[vog]

Indeed. I would really love to recommend Keepass, but their website is really ugly and makes the impression of a non-polished software - even though Keepass is absolute mature and fine.

On the other hand, the PuTTY website is also everything but polished, but people have always been using it. Also, I suspect that most people will get it through the third-party site "www.putty.org" instead of the real PuTTY website, whose URL is as complicated as: http://www.chiark.greenend.org.uk/~sgtatham/putty/download.h...

[trimbo]

> their website is really ugly

I don't think it's ugly -- just dated. Isn't it weird that mentally we trust software less if they have a dated website? Shouldn't it be the opposite? (As in: a dated website means this software is mature and tested?)

[funkymike]

The problem with dated websites is that they have the appearance of being thrown on the web in 10 minutes and forgotten about rather than being mature and tested.

If the software is well supported and maintained than the website should be too.

[saint_fiasco]

It could also mean the software is abandoned and hasn't received security updates in a long time.

[CriminallyInane]

Isn't the mentality more to do with insecure sites having dated websites with misleading links etc.
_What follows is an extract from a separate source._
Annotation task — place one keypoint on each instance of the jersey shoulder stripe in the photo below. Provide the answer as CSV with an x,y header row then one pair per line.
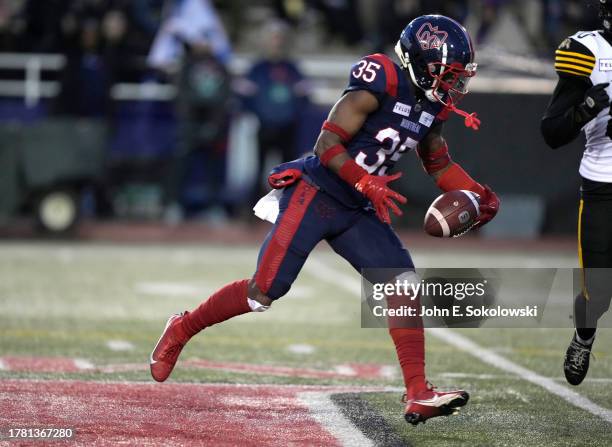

Unless its a known company a dated/poor website often flags warnings for me about security, support for the product and more.

[ocdtrekkie]

You know what always gets me: PuTTY's website isn't served over HTTPS. That software everyone downloads to type all their firewall and router credentials into... is from a website not served over HTTPS. I see the download and signature links are, but if I could have this non-HTTPS website offer up different links to your web browser...

[rb12345]

The downloads are all GPG-signed, so that shouldn't be an issue. You have the issue of the initial trust, but that applies to HTTPS too to a lesser extent.

[ocdtrekkie]

How many people do you think download the application, then check the signature? Additionally, if you can spoof the download link on this HTTP page, you can also spoof the signature link, and provide a fake signature matching your malicious package.

[rb12345]

Frankly, about the same number of people as the number checking the HTTPS certificates are as expected. GPG does have the advantage though that once the public key is known and trusted, the package can't be tampered with on the server. (Authenticode might also work, but then you're back to trusting all the CAs that Windows does.)

[Redoubts]

Heh, it doesn't even look half bad if you drop the bettermotherfuckingwebsite css on it.